16 · septiembre · 2019

La enfermedad de Parkinson y temblor esencial

 

  • La enfermedad de Parkinson, es el segundo trastorno neurodegenerativo más frecuente después de la Enfermedad de Alzheimer. 
  • El trastorno neurodegenerativo afecta de manera predominante las neuronas productoras de dopamina en un área específica del cerebro llamada sustancia negra. 
  • La dopamina es un mensajero químico, es decir, un neurotransmisor del sistema nervioso central producida en diferentes partes del cerebro. 

 

 

¿Qué es el Parkinson?

 

Es una enfermedad progresiva del sistema nervioso que afecta el movimiento. A veces, comienza con un temblor apenas perceptible en una sola mano. Los temblores son habituales, aunque la enfermedad también suele causar rigidez o disminución del movimiento.

A su vez, el temblor esencial es un trastorno del movimiento que normalmente afecta a las manos, pero también puede comprometer la cabeza, la voz y las piernas. 

El temblor esencial no es una enfermedad que ponga en peligro la vida, pero puede alterarla. Las personas que la padecen a menudo pierden la capacidad para realizar tareas simples y cotidianas como conducir.

Se debe tener en cuenta que existen más de 20 tipos distintos de temblores; donde el temblor esencial es el más frecuente. Una de cada 20 personas con más de 40 años lo padecen y una de cada 5 personas con más de 65 años la presenta de acuerdo a las cifras compartidas por la Fundación Internacional de Temblores Esenciales. Si bien la edad promedio de inicio del temblor esencial es de 40 años, este puede aparecer por primera vez a cualquier edad entre la infancia y la vejez.

¿Porqué es importante detectarlas? 

La enfermedad de Parkinson y el temblor esencial comparten en la mayoría de los casos el temblor.

El temblor esencial limita a las personas funcionalmente al dificultar la mayoría de sus actividades de cuidado general y adicionalmente hay un aislamiento social del paciente por el temor de ser estigmatizado.

La enfermedad de Parkinson presenta adicionalmente rigidez, dificultades para la marcha y otros síntomas que pueden dificultar aún más las actividades diarias.

Conocer su forma de presentación permite consultar de una manera oportuna y así recibir un tratamiento adecuado.
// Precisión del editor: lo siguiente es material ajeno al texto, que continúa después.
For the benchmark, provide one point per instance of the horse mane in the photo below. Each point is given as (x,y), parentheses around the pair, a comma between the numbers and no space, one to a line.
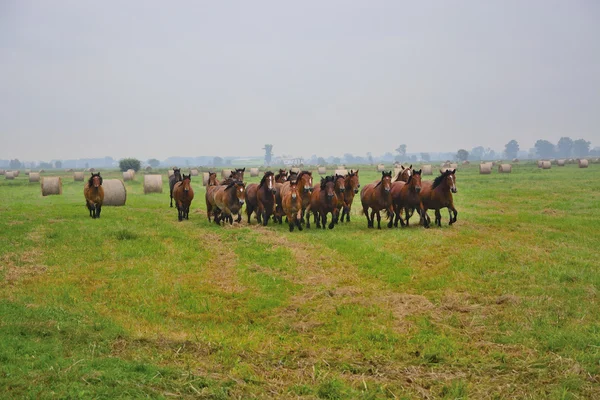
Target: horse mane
(264,178)
(437,181)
Es de vital importancia diferenciar estas dos enfermedades de otras que pueden parecerse.

Las alteraciones del sueño, la depresión y otros síntomas son incapacitantes.

Conoce los síntomas 

Los síntomas iniciales pueden pasar desapercibidos aunque se puede evidenciar un leve enlentecimiento, inclinación de la postura, disminución del balanceo de los brazos o arrastre de un pie, disminución del tono de voz o de la expresión de la cara, dificultad para subir o bajar de un carro, letra pequeña o micrografía y dificultad para abotonarse.

 

El diagnóstico es eminentemente clínico y no requiere en la mayoría de los casos de estudios especiales para sospechar o confirmar el diagnóstico. Sin embargo en algunas circunstancias pueden estar indicados exámenes especiales que ayudan al diagnóstico y manejo de estos pacientes. 

 

Los primeros signos pueden ser leves y pasar desapercibidos. A menudo, los síntomas comienzan en un lado del cuerpo y usualmente continúan empeorando en ese lado, incluso después de que los síntomas comienzan a afectar a ambos lados.

 

¿Cual es el tratamiento para estas enfermedades?

 

El tratamiento de las dos enfermedades es médico; cada paciente presenta una variedad de síntomas diferentes y para cada uno hay un tratamiento a su medida; es por esto por lo que los pacientes que presentan esas enfermedades no deben compararse con otros enfermos; no hay dos enfermos iguales. Existen tratamientos con medicamentos y en casos que presenten resistencia a ellos, se puede llegar a implementar intervenciones quirúrgicas que mejoren la calidad de vida del paciente y su entorno familiar. 

 

¿Qué especialidad te ayuda en el tratamiento de estas enfermedades? 

 

El tratamiento de los movimientos anormales está a cargo de neurología clínica; en los casos en que no se logra el control de un síntoma, participará terapia física, terapia ocupacional, terapia del lenguaje, psicología, psiquiatría u otras disciplinas que pueden ser invitadas de acuerdo con su necesidad; es importante tener la posibilidad de brindarle a los pacientes alternativas con respaldo de un grupo multidisciplinario capacitado.